Another problem writers face, especially fiction writers, is breaching trademark law. Trademark law protects a business’s commercial identity or brand. It stops companies from using confusingly similar logos, phrases or identities. So, you can’t open a fast food restaurant named McDonna’s with a logo of a golden stylized M.

That is a problem for writers. Just describing a contemporary street scene will probably be a violation of the trademark. According to the letter of the law, it is a violation of trademark to write “there was a Starbucks on the corner.” I’m not generating any monetary gain from using the word Starbucks, but if the company chose to, they could make my life pretty miserable by suing.

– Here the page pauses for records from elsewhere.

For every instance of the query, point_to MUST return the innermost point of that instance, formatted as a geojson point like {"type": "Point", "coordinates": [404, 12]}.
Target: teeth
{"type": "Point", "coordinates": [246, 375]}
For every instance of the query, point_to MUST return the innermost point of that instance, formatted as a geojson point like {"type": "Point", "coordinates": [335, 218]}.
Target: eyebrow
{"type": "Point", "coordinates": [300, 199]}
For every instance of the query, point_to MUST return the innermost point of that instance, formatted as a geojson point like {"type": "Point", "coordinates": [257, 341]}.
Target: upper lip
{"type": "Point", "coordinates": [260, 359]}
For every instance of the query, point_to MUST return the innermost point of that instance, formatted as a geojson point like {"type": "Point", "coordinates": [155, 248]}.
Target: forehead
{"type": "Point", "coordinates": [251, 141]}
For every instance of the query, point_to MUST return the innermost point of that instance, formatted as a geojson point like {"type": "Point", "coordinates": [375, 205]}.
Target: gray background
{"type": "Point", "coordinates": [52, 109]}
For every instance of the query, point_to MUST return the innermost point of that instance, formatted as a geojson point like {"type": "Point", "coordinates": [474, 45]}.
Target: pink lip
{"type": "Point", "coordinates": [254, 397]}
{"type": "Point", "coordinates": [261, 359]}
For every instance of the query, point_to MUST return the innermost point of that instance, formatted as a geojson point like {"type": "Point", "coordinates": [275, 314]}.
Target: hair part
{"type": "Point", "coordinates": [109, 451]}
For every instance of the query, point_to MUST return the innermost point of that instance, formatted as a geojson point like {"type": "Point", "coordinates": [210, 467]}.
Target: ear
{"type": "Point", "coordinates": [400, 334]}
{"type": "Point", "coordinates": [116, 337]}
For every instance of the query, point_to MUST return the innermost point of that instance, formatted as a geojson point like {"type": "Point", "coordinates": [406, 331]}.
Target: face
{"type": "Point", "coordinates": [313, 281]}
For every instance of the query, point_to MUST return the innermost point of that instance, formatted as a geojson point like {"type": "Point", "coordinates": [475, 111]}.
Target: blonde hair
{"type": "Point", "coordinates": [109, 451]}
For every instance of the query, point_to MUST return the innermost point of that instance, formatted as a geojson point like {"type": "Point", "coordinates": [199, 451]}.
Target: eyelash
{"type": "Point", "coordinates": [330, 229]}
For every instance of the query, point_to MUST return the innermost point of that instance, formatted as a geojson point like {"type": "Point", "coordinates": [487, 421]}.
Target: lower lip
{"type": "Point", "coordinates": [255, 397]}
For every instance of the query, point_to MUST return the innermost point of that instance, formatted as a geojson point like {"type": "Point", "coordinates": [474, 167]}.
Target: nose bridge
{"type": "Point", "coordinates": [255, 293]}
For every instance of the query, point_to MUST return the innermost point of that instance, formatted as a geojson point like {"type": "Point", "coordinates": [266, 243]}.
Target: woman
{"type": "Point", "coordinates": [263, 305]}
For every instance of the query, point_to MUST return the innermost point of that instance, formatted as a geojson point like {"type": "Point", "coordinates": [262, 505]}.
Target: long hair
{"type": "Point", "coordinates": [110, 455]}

There are a few things that stop companies from suing writers willy-nilly. First, it would be pretty expensive to launch so many lawsuits. Another deterrent is that companies spend billions of dollars promoting their images in public. If they get a lot of negative coverage by suing an average person for specious reasons, it can derail their marketing efforts. They just become another soulless corporation. 

Famously, Mattel the toy company does not want anyone using their products’ names in negative ways. Instead of launching tens of thousands of lawsuits, they will make an example of one infringer and sue them back into the stone age. They do this as a warning to others about what might happen if you infringe on their trademark.

And the trademark law can be used for ridiculous purposes. Earlier this year, an American writer named Faleena Hopkins trademarked the word “cocky” in relation to romance novels published in ebook form. She was the author of series of romance novels which all began their titles with cocky. She then started demanding that other romance authors who used cocky in their titles or the word featured prominently in their books, either to change the word or take their books off the market.

This is a horrible use of the law and can set a dangerous precedent. What if other people began trademarking other adjectives?